Every Woman for Herself
New York magazine|September 27 - October 10, 2021
In this horror story, the oppression is coming from inside the house.
By Angelica Jade Bastién
Every Woman for Herself

Everyone in the new series Y: The Last Man is experiencing the worst day of their lives in perpetuity. They’re surrounded by the iconography we’ve come to associate with dystopias: splintered glass. Crashed cars. Rotting animal carcasses punctuating a snow-dappled field. The shock of blood against pedestrian environments. Posters emblazoned with pleas for our sons or the visage of a president the masses believe to be hiding truths.
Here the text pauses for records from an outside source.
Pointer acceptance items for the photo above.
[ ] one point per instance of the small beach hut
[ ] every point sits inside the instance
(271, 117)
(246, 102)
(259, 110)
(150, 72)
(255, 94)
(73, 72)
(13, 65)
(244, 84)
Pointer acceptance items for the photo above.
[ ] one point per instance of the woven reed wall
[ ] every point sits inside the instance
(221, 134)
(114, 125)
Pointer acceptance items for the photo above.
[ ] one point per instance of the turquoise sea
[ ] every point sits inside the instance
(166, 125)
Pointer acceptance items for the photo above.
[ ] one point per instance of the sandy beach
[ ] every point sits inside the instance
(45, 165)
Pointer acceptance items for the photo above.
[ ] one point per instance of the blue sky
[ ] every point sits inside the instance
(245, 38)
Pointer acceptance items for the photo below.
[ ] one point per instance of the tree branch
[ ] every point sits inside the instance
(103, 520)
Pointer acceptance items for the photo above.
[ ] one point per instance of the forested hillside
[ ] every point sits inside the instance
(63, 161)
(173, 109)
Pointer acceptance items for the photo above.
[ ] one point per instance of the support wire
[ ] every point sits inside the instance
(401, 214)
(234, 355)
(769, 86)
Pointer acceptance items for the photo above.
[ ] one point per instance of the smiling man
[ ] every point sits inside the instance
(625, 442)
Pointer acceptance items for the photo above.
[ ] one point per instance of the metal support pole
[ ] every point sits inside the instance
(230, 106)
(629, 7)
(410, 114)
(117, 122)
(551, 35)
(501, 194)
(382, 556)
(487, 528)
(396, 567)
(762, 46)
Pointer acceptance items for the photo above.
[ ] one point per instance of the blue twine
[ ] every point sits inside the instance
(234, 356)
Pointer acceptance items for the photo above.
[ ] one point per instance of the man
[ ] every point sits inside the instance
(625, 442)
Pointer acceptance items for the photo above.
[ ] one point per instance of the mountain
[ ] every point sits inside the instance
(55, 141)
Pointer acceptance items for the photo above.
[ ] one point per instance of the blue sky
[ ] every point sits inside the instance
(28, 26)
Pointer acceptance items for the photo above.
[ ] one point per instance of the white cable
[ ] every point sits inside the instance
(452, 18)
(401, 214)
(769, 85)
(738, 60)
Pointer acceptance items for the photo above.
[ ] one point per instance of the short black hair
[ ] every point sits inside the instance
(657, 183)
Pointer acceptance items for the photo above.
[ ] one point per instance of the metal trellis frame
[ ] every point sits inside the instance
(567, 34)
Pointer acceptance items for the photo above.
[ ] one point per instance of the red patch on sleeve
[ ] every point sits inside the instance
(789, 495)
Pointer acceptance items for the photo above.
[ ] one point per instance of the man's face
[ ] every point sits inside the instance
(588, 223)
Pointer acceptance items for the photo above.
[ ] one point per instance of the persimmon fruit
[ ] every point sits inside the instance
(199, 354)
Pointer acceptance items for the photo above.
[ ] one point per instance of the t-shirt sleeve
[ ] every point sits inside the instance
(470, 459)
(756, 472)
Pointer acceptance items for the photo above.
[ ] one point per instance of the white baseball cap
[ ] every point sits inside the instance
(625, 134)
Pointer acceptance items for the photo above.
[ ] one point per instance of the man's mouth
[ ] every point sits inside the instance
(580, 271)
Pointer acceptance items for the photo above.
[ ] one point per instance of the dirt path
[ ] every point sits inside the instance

That this imagery glides by rather than pierces is telling given the world this show has been born into. Where Y: The Last Man simmers is in charting what happens in the wake of great collective and personal trauma—in this case, an event in which everyone with a Y chromosome, including nonhuman mammals, dies brutally and bloodily. The fallout sees the remaining people jockeying for power and control. Some find communion amid these horrors. Others cling fiercely to ideologies that can no longer serve them.

The show is an adaptation of the graphic novel series by Brian K. Vaughan and Pia Guerra. Ushered into existence by showrunner Eliza Clark, Y: The Last Man is already besting the source material by pushing its gender and political commentary further in ways that are fascinating if a touch is didactic. At its pinnacle, the series functions on multiple levels—as a gripping thriller, a curious thought experiment blooming with ideas about gender, and a portrait of a family’s healing. It poses increasingly tricksy questions as it tracks the aftermath of this cataclysm and the lives of the only two survivors with a Y chromosome: the somewhat sad-sack, late-20-something escape artist Yorick Brown (Ben Schnetzer) and his beloved monkey, Ampersand.